MapCell Safety PR (#3325)

  • Alyssa: How did you test the size impact?
  • Brad: I think Hudson and others ran the same tool as the size CI check.
  • Alyssa: Can I run that on my machine?
  • Brad: Yes. I'm sure it's a make ci-<something>.
  • Alyssa: Johnathan, do you know something about it?
  • Johnathan: If it runs in GitHub Actions, then you can find the workflow file and find the command from there.
  • Alyssa: I had some ideas for how to decrease the size, mostly by reducing panics. Could get rid of try_borrow_mut to get rid of the reentrance, can fix soundness and save space.

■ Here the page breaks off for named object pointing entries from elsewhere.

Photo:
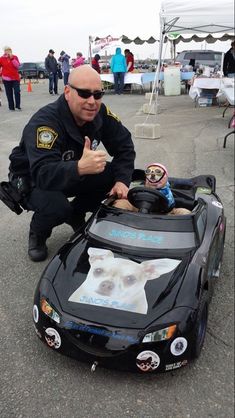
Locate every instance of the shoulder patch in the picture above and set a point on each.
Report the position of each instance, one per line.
(110, 113)
(46, 137)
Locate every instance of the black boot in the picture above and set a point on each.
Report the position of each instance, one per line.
(37, 247)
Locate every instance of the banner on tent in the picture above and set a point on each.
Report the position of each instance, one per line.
(98, 44)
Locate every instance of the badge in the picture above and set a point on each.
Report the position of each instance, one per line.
(46, 137)
(178, 346)
(94, 144)
(35, 313)
(147, 361)
(110, 113)
(52, 338)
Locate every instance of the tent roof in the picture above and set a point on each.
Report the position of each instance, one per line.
(210, 39)
(202, 16)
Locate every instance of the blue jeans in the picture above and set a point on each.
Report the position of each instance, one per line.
(53, 83)
(12, 86)
(118, 82)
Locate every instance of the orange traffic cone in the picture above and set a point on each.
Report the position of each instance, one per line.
(29, 87)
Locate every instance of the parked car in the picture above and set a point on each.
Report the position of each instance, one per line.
(205, 58)
(33, 70)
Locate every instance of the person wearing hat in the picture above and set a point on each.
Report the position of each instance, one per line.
(9, 65)
(64, 59)
(229, 62)
(52, 69)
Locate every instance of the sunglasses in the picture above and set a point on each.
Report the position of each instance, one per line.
(85, 94)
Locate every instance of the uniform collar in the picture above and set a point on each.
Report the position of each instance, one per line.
(69, 123)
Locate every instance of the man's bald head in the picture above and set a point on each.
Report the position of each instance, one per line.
(84, 109)
(84, 76)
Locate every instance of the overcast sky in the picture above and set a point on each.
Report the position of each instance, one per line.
(32, 27)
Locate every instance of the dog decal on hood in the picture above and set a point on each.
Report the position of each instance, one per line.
(119, 283)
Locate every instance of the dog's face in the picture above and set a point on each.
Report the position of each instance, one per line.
(156, 176)
(115, 282)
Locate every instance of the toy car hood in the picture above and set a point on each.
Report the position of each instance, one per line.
(116, 290)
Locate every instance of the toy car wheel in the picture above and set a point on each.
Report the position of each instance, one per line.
(200, 326)
(147, 199)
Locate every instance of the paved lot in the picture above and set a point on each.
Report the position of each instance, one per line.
(37, 382)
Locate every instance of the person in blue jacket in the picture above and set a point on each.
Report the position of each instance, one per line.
(118, 68)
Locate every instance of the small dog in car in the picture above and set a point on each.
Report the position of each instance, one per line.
(157, 178)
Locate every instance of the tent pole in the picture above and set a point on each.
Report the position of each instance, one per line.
(156, 78)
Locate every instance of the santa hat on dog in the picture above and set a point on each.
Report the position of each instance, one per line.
(156, 175)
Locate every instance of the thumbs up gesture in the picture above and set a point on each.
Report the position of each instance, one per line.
(91, 162)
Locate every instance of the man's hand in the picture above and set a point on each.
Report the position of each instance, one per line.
(120, 190)
(91, 162)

  • Alyssa [conversation resumed after next conversation]: What is the relationship between MapCell and TakeCell?
  • Brad: We had issues using TakeCell with large types, as large copies would happen. Created MapCell to address that.
  • Alyssa: Looking at the source code, the description of MapCell looks like the opposite of reality.

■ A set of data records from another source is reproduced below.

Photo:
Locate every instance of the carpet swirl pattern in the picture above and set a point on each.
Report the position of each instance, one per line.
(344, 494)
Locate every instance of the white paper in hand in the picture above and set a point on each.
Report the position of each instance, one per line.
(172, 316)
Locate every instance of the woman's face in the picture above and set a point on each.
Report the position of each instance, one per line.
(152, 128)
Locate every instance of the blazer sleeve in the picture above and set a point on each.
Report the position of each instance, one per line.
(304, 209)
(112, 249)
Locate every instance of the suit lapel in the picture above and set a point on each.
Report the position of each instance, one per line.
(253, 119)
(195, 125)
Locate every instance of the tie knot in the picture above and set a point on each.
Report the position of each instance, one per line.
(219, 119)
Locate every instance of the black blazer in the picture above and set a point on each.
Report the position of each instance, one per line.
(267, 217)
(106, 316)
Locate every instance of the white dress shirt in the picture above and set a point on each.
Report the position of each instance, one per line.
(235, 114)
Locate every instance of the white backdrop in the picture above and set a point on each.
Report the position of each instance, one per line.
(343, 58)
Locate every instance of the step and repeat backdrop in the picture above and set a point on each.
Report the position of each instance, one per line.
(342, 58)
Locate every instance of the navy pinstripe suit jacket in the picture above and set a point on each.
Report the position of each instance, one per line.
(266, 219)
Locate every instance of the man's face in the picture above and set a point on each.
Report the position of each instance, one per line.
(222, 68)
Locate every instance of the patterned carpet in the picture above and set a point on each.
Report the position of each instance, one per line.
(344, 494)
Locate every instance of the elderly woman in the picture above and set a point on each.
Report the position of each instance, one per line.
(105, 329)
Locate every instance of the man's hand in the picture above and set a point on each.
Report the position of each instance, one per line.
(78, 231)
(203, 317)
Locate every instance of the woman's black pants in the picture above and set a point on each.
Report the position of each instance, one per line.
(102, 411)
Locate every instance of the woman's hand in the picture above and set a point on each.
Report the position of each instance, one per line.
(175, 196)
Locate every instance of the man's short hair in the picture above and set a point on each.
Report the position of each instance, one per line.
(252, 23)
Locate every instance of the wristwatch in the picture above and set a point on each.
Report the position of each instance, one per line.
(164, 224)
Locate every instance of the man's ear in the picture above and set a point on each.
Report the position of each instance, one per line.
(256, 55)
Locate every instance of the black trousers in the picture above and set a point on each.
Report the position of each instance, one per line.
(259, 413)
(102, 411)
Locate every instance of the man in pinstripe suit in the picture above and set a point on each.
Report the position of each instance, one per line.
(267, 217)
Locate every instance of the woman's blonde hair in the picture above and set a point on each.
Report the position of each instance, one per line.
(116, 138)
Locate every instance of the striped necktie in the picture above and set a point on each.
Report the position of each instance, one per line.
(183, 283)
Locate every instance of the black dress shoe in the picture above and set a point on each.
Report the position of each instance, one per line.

  • Brad: I think we're above my pay grade. I think you talking to Amit would resolve this in a few minutes.
  • Alyssa: If I sent in a PR with some suggested rewordings, would people like that? I'd love to know the original motivation for this before I do it.
  • Brad: I've told you what I know about it. I use tock-cells but don't implement it. It seems that clarification would be great.

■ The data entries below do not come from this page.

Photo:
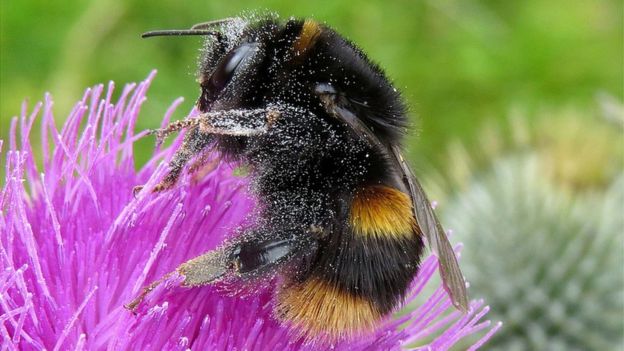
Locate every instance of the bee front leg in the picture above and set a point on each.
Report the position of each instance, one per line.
(195, 141)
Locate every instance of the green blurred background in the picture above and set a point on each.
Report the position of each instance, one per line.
(539, 82)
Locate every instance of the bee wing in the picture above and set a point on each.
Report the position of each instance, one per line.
(452, 277)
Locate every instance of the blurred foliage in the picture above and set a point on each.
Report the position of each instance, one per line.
(580, 151)
(457, 62)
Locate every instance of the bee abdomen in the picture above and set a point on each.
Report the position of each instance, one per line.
(362, 272)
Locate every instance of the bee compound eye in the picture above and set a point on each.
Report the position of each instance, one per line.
(228, 66)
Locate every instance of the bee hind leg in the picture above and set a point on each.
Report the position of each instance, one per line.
(194, 143)
(255, 254)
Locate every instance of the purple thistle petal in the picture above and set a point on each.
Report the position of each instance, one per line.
(77, 245)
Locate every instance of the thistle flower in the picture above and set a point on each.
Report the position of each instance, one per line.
(75, 246)
(558, 258)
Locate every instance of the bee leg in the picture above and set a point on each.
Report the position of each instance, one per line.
(255, 255)
(246, 123)
(194, 143)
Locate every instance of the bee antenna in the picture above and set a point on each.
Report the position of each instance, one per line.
(181, 32)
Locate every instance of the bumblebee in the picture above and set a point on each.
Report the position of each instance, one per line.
(342, 221)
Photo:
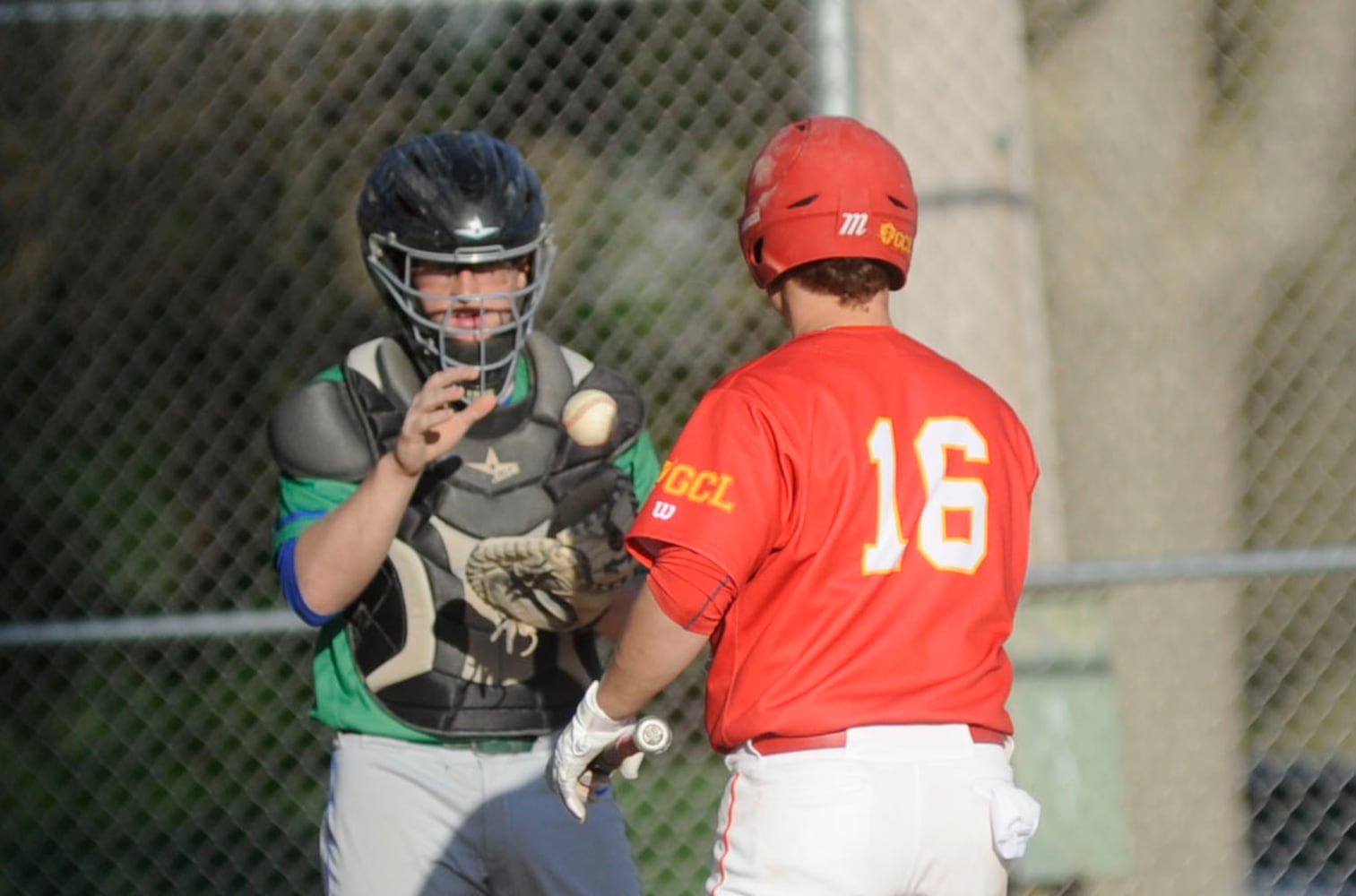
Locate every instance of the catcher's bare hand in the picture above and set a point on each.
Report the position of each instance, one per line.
(433, 426)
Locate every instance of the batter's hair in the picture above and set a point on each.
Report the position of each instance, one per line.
(851, 280)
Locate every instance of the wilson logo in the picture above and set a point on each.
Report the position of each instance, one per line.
(854, 224)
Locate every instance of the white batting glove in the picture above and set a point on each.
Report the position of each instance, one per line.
(590, 732)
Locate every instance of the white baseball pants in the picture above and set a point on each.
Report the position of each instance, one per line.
(898, 811)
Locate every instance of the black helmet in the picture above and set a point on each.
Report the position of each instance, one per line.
(457, 198)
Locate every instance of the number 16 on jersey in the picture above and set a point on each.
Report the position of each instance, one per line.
(944, 495)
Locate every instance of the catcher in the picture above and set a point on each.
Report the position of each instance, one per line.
(456, 549)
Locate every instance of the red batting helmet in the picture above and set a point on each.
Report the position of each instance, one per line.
(827, 187)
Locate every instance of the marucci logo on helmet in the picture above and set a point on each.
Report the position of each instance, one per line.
(854, 224)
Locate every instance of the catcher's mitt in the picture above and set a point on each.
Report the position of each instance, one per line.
(559, 583)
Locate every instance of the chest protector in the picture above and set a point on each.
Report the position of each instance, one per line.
(422, 648)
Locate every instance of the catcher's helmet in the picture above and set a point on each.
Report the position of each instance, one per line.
(457, 198)
(827, 187)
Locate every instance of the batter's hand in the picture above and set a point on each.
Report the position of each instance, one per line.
(431, 426)
(584, 737)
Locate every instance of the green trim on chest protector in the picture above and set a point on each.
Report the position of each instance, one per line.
(412, 642)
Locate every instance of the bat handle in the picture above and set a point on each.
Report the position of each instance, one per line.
(652, 737)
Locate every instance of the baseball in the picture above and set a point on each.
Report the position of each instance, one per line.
(590, 417)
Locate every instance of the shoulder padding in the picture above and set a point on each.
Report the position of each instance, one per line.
(385, 365)
(316, 433)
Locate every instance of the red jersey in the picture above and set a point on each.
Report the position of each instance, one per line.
(869, 502)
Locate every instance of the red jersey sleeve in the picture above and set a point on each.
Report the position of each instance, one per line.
(724, 491)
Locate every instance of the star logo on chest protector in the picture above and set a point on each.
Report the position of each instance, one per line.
(494, 468)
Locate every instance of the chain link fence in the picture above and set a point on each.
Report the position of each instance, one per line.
(177, 250)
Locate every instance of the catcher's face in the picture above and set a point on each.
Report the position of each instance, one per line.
(470, 301)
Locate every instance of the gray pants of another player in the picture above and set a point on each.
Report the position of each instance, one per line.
(409, 819)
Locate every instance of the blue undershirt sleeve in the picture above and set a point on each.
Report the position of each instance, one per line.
(292, 590)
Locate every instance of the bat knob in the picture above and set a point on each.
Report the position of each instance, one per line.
(652, 735)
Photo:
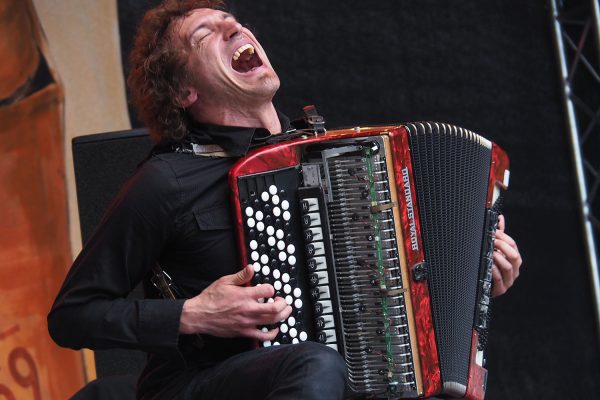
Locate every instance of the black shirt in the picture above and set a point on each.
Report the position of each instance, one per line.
(175, 209)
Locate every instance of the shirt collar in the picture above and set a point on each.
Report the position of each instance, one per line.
(235, 140)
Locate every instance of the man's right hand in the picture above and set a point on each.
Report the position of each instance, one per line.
(227, 308)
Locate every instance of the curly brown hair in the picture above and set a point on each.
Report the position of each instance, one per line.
(157, 69)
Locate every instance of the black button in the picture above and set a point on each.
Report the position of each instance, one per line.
(322, 337)
(314, 279)
(320, 323)
(304, 206)
(308, 235)
(318, 308)
(314, 293)
(306, 220)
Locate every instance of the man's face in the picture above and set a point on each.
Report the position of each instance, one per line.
(227, 64)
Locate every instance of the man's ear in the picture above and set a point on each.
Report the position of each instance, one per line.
(188, 97)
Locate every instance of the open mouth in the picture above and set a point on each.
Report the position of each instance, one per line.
(245, 59)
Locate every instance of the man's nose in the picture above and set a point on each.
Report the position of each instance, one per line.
(230, 28)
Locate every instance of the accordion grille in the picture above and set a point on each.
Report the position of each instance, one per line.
(451, 169)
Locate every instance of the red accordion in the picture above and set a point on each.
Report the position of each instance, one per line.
(381, 240)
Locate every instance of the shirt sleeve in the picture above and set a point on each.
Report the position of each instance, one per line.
(91, 309)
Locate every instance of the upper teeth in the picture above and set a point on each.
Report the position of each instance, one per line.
(241, 50)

  • Alyssa: I guess the first step is for me to reproduce the case that caused MapCell to be created.
  • Brad: IIRC, the high-speed multi-buffer ADC is where we noticed issues.

TockWorld Tutorial

  • Alexandru: I would like to start preparing. Is there a document somewhere for planning? Any audience you know about? I see you've chosen a Nordic board.
  • Brad: There seems to be a limited audience, we need to invite people. We have buttons and LEDs. To answer your question, no, I have nothing to drop in that's tested.
  • Alexandru: Is the intent to have pre-set-up breadboards/extensions/etc or have the attendees wire it themselves.
  • Brad: One option is to use the bare board without anything.
  • Alexandru: The purpose being "this is how you upload Tock, this is how you sign apps, etc".
  • Brad: We can talk about signing apps, we can write capsules, we can have malicious apps.
  • Alexandru: That was my question -- what can we do without additional sensors attached?
  • Brad: Nothing has been decided yet, listing options. I kind of like the idea of having options so if at attendee wants to connect sensors they can. If someone is more interested in Rust or security or whatever we can have a version for that.
  • Johnathan: zeroRISC has interest in a tutorial on writing capsules and on using libtock-rs apps. May have representation on this call in the future.
  • Alexandru: Should we assume applicants know Rust?
  • Brad: Not sure.
  • Alexandru: If they've never written a state machine and don't know Rust it'll become difficult.
  • Brad: Yeah, that's true. My impression is that if capsule writing is too hard, just getting a start at it is fine. I don't think we should have something where you need to complete part of it to do another part, that could be problematic. I think it's okay if someone just can't complete it. It's just one part of it.
  • Alexandru: I've seen an interesting approach in the UX. They had several milestones, but if you miss one, they have the code for the next milestone.
  • Brad: That could work, yeah.
  • Alexandru: Do you want me to sketch a proposal for next week?
  • Brad: I think we should work towards convergence, absolutely. I've been writing guides in the Tock book. They're not finished but there are pieces. My approach has been to have the different guides and we can pick and choose which to use. Then people not at the tutorial could use them in the future. They're in a branch in the book repository.